Real talk: I hadn’t intended to write two Fine Fragrances in a row, and it feels particularly odd to have to be lumping a Shalimar into this group because 1) I stan for Shalimar and 2) I’d probably think higher of Shalimar Souffle de Parfum had it come out under some other name or from some other company, but it is a Shalimar by Guerlain, and not all Shalimars are created equally (a tragedy, I know), so let’s do this thing.
Shalimar Souffle de Parfum is Thierry Wasser’s 2014 flanker to Guerlain’s oriental masterpiece, Shalimar. Each year since has seen a new release that updates the bottle (I’m particularly fond of the 2017 peacock motif) but keeps the scent the same. According to Fragrantica, it’s notes include three citrus fruits (lemon, bergamot, and mandarin), two kinds of vanilla (Tahitian and Indian), jasmine sambac, orange blossom, and white musk. It’s like a gourmand for those of us who loathe the syrupy, blobular way most of ’em take shape. Souffle de Parfum’s an airy bit of creamy, vanilla-y citrus musk meringue or (you guessed it) souffle that exists to barely be of substance.
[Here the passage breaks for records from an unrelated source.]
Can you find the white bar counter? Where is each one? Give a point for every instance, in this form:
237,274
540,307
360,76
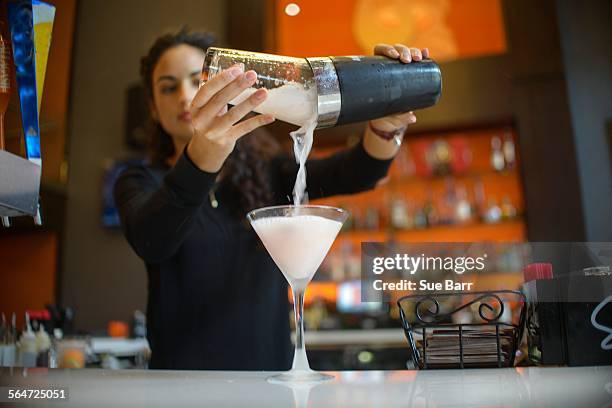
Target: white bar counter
510,387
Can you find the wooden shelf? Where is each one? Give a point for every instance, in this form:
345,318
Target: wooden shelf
507,231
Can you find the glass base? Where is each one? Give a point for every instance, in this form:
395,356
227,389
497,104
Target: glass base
300,377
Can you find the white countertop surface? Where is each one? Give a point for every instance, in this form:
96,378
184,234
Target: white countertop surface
577,387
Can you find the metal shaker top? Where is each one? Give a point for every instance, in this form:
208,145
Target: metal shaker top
355,89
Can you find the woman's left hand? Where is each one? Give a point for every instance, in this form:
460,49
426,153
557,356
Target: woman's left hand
406,55
384,135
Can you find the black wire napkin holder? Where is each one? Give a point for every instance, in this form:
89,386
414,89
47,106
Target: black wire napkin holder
434,320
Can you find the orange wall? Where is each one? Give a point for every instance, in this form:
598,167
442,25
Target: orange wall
28,264
452,29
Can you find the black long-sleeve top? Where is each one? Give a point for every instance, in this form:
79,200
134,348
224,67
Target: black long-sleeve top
216,300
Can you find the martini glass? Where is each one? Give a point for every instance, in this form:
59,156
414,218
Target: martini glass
298,238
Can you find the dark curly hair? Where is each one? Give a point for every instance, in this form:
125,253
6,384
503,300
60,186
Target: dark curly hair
245,176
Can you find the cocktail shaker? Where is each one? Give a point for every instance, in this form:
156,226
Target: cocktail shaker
332,90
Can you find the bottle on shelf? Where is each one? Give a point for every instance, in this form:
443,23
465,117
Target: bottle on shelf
446,206
372,218
463,207
420,218
479,199
494,212
498,162
509,150
508,209
429,209
398,214
442,157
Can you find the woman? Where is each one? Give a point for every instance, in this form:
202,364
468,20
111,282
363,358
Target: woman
216,299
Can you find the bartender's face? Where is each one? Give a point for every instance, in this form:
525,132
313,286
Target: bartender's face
176,78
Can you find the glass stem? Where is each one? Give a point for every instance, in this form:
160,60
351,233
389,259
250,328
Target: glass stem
300,360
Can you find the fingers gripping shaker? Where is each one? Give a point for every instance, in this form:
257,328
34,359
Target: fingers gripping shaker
340,90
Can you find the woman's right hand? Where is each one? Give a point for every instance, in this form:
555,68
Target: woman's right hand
216,129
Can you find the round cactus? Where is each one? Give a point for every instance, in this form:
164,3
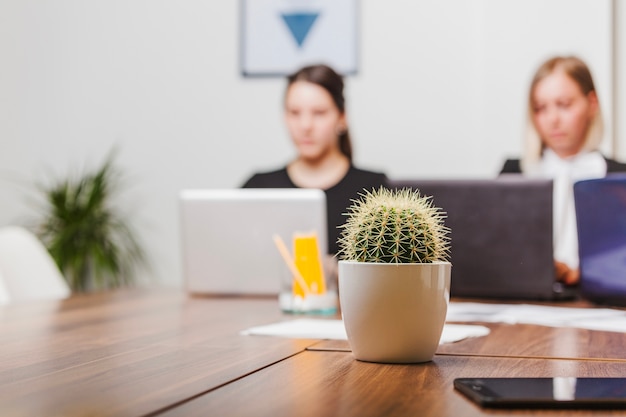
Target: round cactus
398,226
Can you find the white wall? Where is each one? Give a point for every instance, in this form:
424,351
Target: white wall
440,93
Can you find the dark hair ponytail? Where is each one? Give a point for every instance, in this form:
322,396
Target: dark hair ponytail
327,78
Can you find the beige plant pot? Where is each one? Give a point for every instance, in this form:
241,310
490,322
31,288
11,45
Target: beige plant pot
394,313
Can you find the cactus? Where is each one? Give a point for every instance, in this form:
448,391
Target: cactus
398,226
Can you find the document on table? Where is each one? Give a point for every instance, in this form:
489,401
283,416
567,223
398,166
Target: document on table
334,329
585,318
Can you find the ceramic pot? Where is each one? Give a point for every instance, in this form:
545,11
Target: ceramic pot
394,313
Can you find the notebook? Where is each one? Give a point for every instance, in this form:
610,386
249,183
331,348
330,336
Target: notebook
227,236
601,221
501,236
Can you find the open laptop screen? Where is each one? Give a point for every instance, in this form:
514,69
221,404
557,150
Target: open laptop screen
227,236
501,236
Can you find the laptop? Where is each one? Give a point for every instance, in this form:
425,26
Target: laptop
227,236
501,236
601,221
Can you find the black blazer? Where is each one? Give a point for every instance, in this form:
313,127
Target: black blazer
512,166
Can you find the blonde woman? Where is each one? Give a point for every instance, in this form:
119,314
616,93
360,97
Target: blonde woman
565,129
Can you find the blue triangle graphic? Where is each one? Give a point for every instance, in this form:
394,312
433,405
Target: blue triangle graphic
300,24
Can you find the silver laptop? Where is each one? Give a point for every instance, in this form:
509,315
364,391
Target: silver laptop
227,236
501,236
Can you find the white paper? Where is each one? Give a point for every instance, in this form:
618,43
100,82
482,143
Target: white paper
334,329
585,318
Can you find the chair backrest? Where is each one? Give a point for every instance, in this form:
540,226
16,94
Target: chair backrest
27,270
601,222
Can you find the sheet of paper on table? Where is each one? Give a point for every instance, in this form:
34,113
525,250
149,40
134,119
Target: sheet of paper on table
334,329
585,318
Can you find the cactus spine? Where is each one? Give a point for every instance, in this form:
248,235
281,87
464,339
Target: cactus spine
398,226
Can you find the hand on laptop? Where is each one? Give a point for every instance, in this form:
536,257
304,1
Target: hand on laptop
565,274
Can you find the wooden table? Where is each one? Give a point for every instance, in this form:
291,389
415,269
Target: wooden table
149,353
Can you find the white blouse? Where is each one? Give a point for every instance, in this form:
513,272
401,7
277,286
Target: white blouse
565,172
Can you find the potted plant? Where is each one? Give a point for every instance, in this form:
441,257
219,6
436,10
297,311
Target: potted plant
89,239
394,276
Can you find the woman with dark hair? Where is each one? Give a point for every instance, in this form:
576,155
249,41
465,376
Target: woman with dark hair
315,116
563,137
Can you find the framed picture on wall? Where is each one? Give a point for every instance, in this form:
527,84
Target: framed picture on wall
280,36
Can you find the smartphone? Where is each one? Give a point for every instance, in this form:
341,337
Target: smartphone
559,392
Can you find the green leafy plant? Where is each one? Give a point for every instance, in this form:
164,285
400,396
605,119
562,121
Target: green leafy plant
89,240
398,226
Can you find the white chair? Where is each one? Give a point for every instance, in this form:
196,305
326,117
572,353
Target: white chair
27,271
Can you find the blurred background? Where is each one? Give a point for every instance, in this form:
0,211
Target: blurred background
440,92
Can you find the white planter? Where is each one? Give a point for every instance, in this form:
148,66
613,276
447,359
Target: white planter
394,313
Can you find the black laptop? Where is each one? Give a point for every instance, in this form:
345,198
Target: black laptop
501,236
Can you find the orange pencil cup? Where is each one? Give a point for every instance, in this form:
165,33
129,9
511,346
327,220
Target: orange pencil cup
306,289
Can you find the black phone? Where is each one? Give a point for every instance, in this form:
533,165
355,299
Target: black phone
558,392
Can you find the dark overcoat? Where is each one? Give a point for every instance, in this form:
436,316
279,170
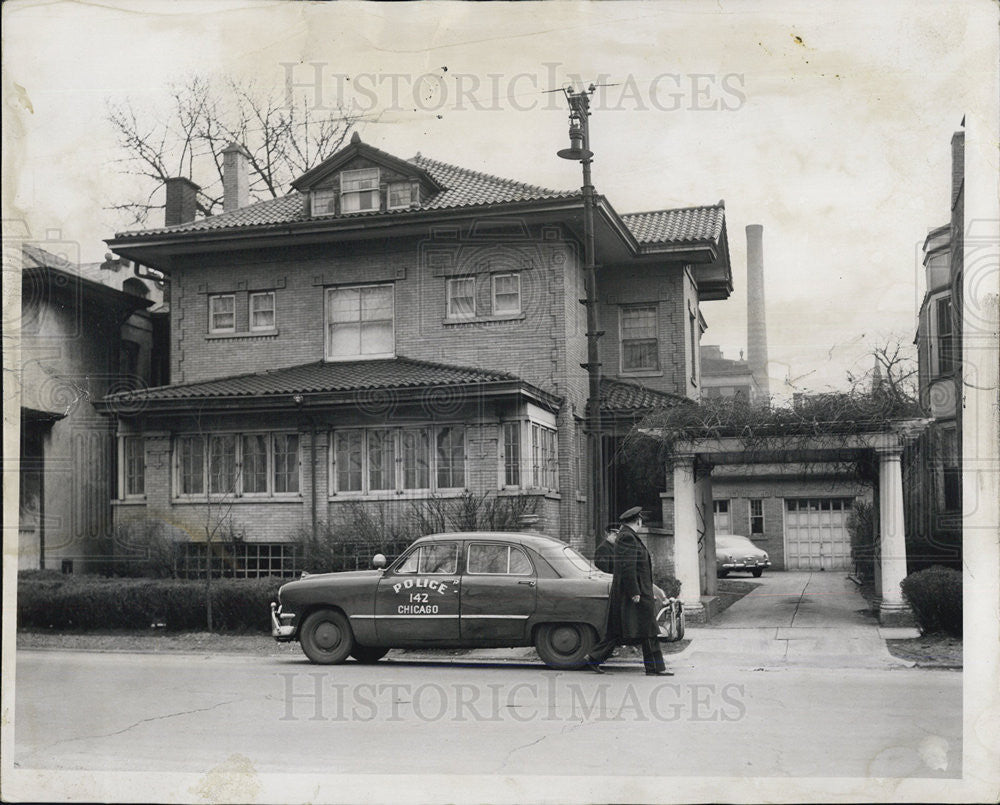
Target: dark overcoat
633,570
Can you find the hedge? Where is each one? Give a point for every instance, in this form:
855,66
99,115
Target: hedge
48,600
935,596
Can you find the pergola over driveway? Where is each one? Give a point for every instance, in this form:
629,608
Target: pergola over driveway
691,464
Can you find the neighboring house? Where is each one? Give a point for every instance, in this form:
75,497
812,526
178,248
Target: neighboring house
934,464
86,330
394,331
It’s Guerlain, for sure, so it’s clearly of quality and undeniably appealing, but Shalimar Souffle de Parfum can’t be a Fine Fragrance without a but…, so here’s the but…
Even Shalimar’s superior design is subject to a qualitative bell curve when it comes to reinterpretation, and Souffle de Parfum alas lands as a lesser effort. The best of the bunch I’ve encountered (the three variations of the Parfum Initial and the Eau de Shalimar, so far) are all striking because wearing them is like walking down an ever-widening path between a tight, clean citrus opening and an expansive, sumptuous vanillic base. The dry down is what it’s like to experience luxury blooming out from within, a kind of velvety decadence that goes on in all directions without horizon. By comparison, there’s no real contrast or tension or direction in Shalimar Souffle de Parfum. At any given moment, it smells approximately–though never quite–the same, an ameboid accord fenced in by a triangle of citrus, vanilla, and musk notes. Simply put, it never really goes anywhere.
Since it’s a Shalimar, sure, you could absolutely do much worse than Souffle de Parfum, but since it’s a Shalimar, you could also do so much better. Shalimar Souffle de Parfum is one for completionists, a decent enough idea to exist, I guess, but I struggle to believe this is anybody’s first choice from their flanker-filled vanity. I mean, really, what are you going to do, wear it when you run out of Shalimar? HA! Like you’d ever let that happen.